When a court reporter strokes 2 different words with the same keys, this creates a conflict. Normally, the reporter will fix the error later, but sometimes there is a way for the court reporting software to fix the error for you. This can be referred to as automatic conflict resolution.
My court reporting software's system for accomplishing this is by recording the parts-of-speech before and after the conflicting words.
So for example, if my two conflicting words are Tallahassee and shake and I type the following sentences it will look something like this:
I eat at
Tallahassee / shake all the time. (Prep - Determiner)
I eat a
Tallahassee / shake all the time. (Article - Determiner)
At first it will make me choose between the two, but after I chose it will then automatically add its defined part of speech in a database, so that if I type something like this...
I eat in Tallahassee every afternoon. (Prep - Determiner)
my computer should correctly pick "Tallahassee" since I already told it that "Tallahassee" occurs after a Prep and before a Determiner. The rule for this is simply
pos word pos
I tested the practicality of this conflict-resolution system with 79 random conflicts using parts of ANC's pos-tagged corpus and Excel VBA.
As the data shows, only 10 out of the 79 conflicts showed up with 0 collisions total. This means that in the entirety of the corpus, none of these conflicts had conflicting parts-of-speech which had caused an error.
36/79 conflicts showed up with 5 or less collisions.
32/79 had 10 or more collisions
Each collision represents 1 guaranteed error of real-time translation given the
pos word posrule (per the parsed text from ANC, which was about 4.5 million words long)

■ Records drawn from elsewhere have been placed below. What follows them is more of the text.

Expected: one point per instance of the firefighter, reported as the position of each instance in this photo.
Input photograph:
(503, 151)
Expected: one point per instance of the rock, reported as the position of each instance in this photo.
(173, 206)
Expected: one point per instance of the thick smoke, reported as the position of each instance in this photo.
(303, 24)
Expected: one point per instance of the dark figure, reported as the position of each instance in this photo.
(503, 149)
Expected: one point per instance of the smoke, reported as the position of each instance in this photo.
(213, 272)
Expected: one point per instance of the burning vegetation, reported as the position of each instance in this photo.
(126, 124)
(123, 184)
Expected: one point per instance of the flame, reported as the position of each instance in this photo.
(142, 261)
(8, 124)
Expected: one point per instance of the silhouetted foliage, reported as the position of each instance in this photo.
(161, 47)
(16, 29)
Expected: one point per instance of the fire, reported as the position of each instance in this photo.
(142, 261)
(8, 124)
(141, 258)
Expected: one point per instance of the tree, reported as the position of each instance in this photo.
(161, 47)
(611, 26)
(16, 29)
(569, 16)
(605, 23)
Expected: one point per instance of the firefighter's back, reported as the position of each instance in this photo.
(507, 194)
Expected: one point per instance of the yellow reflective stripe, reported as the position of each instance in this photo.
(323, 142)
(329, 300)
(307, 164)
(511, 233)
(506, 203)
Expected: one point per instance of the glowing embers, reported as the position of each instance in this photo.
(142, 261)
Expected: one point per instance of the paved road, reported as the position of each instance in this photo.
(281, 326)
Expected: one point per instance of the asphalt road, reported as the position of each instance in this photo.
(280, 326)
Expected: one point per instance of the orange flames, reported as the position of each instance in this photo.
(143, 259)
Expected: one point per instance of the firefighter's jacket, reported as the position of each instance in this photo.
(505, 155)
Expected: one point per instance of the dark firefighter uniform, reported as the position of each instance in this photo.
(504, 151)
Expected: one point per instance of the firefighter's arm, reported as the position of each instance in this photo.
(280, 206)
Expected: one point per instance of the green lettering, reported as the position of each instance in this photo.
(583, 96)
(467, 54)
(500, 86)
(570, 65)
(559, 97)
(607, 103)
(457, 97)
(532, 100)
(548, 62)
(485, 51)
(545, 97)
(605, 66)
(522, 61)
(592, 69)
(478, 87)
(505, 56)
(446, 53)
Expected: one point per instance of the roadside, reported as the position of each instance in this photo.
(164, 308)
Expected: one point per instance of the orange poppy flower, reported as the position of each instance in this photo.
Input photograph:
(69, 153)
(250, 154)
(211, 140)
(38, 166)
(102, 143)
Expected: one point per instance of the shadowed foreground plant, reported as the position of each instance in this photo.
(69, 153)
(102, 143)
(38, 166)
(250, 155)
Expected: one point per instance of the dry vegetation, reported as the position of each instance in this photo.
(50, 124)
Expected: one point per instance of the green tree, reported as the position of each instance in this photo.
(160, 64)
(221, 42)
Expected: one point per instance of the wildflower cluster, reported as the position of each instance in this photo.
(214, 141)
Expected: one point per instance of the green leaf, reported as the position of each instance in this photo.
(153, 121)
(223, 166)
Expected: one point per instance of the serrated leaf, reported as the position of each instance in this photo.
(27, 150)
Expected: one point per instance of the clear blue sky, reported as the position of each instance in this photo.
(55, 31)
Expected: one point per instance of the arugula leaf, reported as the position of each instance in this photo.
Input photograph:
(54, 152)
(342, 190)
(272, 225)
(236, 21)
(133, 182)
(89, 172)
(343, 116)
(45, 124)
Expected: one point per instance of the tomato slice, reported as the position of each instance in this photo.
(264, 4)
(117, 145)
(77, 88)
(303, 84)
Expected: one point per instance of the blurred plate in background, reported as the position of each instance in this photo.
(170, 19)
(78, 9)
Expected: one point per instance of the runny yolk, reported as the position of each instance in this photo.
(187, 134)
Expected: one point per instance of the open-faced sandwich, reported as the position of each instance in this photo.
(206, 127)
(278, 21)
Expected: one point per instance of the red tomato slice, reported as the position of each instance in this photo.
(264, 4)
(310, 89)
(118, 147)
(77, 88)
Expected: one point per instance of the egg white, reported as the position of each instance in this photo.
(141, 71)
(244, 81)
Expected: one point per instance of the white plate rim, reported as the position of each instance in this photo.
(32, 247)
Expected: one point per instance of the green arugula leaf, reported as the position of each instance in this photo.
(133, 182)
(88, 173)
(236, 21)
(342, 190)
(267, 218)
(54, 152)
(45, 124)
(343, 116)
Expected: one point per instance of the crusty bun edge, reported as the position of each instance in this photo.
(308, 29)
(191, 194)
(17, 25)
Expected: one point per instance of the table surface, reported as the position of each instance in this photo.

These results aren't very good for the kind of real-time accuracy I hope to achieve. It would be much better if I could get at least 30/79 (as opposed to only 10) to have 0 "guaranteed errors."
How can I improve this system so that I will have fewer real-time translation errors?
My best thought is to change the rule from
pos word pos to
pos pos word pos in the case of a collision, but that's all I've got. I'm not very experienced on this subject, so I'm not necessarily opposed to the idea of starting over with something fresh.